Le lyèlé, langue appartenant au groupe Gur, coexiste avec plusieurs autres langues dans son environnement. Cette situation de contact favorise l’intégration d’emprunts, aussi bien issus des langues internationales de grande communication que des langues nationales africaines. Toutefois, ces emprunts, provenant de diverses origines, subissent une réadaptation afin de s’intégrer à la structure morphologique du lyèlé, en raison des différences phonologiques entre les systèmes linguistiques.
L’objectif de cette étude est de présenter les emprunts du lyèlé, en mettant en évidence leurs origines ainsi que les domaines notionnels dont ils sont issus.
Mots-clés : emprunt, xénisme, emprunt de forme, emprunt de sens.

Introduction

Le lyèlé, à l’instar de plusieurs langues du Burkina Faso, se trouve au carrefour d’aires linguistiques et culturelles. Cette situation a favorisé des contacts prolongés avec diverses langues, aussi bien africaines qu’étrangères. De ce fait, le lyèlé a intégré de nombreux emprunts provenant des langues de son environnement. Ainsi, nous nous interrogeons sur les origines des emprunts en lyèlé. Cette problématique soulève plusieurs questions subsidiaires. Dans quels domaines spécifiques le lyèlé a-t-il emprunté des mots ? De quelles langues proviennent ces emprunts ? Notre objectif est de comprendre les dynamiques des contacts linguistiques à travers les emprunts du lyèlé. Plus spécifiquement, il s’agit de mettre en évidence les langues d’emprunts ainsi que les différents domaines dont ils sont issus. Une telle approche nécessite la prise en compte de cadres conceptuel et méthodologique appropriés.

1. Cadres théorique et conceptuel
1.1. Cadre théorique

Le présent travail s’inscrit dans le cadre du contact de langues, qui considère les phénomènes d’emprunt comme des conséquences naturelles des interactions entre groupes linguistiques. Cette perspective met en évidence les influences réciproques issues des échanges sociaux, économiques, religieux et migratoires. Le lyèlé, langue parlée dans une zone de grande diversité linguistique, illustre bien cette dynamique de coexistence et de perméabilité entre langues.

Nous inscrivons cette étude dans l’approche proposée par Thomason et Kaufman (1988), selon laquelle les emprunts résultent d’un contact prolongé entre locuteurs de langues différentes.
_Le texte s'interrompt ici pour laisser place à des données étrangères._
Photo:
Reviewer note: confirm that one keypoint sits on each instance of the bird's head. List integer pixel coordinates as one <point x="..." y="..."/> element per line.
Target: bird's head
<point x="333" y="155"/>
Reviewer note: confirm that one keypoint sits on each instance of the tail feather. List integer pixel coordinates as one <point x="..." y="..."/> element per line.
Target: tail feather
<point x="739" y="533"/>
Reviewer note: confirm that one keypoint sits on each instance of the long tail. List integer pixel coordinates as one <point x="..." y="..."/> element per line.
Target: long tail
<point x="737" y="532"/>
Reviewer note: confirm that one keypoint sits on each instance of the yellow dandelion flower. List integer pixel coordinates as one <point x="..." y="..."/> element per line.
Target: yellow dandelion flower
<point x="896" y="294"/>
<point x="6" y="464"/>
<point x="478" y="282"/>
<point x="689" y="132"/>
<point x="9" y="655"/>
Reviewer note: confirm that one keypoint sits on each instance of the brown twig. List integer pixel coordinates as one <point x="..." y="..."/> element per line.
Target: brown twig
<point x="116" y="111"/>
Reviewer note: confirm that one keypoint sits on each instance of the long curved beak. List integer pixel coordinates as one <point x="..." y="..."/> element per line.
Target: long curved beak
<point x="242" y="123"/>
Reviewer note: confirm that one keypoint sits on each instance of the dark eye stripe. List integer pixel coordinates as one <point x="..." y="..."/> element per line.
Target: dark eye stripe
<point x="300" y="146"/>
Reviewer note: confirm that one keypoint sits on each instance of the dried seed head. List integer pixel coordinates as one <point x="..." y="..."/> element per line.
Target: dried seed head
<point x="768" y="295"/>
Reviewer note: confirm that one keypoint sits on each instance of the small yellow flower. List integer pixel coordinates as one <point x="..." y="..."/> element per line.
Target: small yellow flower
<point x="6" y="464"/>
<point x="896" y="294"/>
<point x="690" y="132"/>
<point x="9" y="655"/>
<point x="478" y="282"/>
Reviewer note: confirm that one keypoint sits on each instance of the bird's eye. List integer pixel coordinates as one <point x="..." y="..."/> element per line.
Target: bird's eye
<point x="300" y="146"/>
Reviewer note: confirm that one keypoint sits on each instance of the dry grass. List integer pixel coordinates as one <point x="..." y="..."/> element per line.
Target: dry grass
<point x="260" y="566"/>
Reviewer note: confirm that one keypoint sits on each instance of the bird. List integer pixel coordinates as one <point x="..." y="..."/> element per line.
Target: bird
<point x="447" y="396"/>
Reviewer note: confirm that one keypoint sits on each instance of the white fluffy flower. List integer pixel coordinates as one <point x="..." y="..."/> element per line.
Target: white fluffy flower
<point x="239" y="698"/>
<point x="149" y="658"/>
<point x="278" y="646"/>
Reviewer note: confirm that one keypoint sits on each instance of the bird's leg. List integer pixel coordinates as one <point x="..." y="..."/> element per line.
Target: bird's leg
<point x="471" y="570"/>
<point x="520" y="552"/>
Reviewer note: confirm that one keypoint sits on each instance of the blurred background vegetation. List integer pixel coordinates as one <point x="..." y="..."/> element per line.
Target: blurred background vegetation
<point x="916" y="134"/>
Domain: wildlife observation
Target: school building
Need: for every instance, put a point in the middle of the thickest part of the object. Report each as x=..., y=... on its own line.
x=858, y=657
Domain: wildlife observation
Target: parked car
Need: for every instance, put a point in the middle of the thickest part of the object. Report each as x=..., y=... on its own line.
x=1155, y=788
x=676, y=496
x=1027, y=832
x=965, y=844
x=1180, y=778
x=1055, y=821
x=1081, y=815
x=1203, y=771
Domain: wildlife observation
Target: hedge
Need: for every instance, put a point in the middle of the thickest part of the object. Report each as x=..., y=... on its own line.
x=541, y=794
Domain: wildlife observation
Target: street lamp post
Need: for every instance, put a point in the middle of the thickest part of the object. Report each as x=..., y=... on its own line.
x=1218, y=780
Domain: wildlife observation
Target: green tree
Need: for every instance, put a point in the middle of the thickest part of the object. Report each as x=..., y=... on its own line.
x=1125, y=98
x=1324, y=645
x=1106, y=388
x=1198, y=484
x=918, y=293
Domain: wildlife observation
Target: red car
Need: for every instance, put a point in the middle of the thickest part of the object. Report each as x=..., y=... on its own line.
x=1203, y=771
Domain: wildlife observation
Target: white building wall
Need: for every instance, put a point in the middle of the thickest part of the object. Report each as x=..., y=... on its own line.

Cette approche permet d’expliquer l’intégration, dans le lyèlé, d’éléments provenant des langues voisines (mooré, dioula, achanti) et des langues à large diffusion comme le français, l’anglais et l’arabe. Elle met en relief les processus d’adaptation phonologique, morphologique et sémantique, tout en soulignant le rôle actif des locuteurs dans la sélection et la stabilisation des emprunts, signes de vitalité et d’évolution linguistique.

1.2. Cadre conceptuel

En linguistique, la clarification des concepts est essentielle à la compréhension de toute recherche. C’est pourquoi nous présentons ici quelques notions liées au contact des langues, afin de faciliter la compréhension de notre étude.
 L’emprunt
Selon J. Dubois et al. (2007,p. 177), « Il y a emprunt linguistique quand un parler A utilisé et finit par intégrer une unité ou un trait linguistique qui existait précédemment dans un parler B (dit langue source) et que A ne connaissait pas ; l’unité ou le trait emprunté sont eux-mêmes qualifiés d’emprunts. »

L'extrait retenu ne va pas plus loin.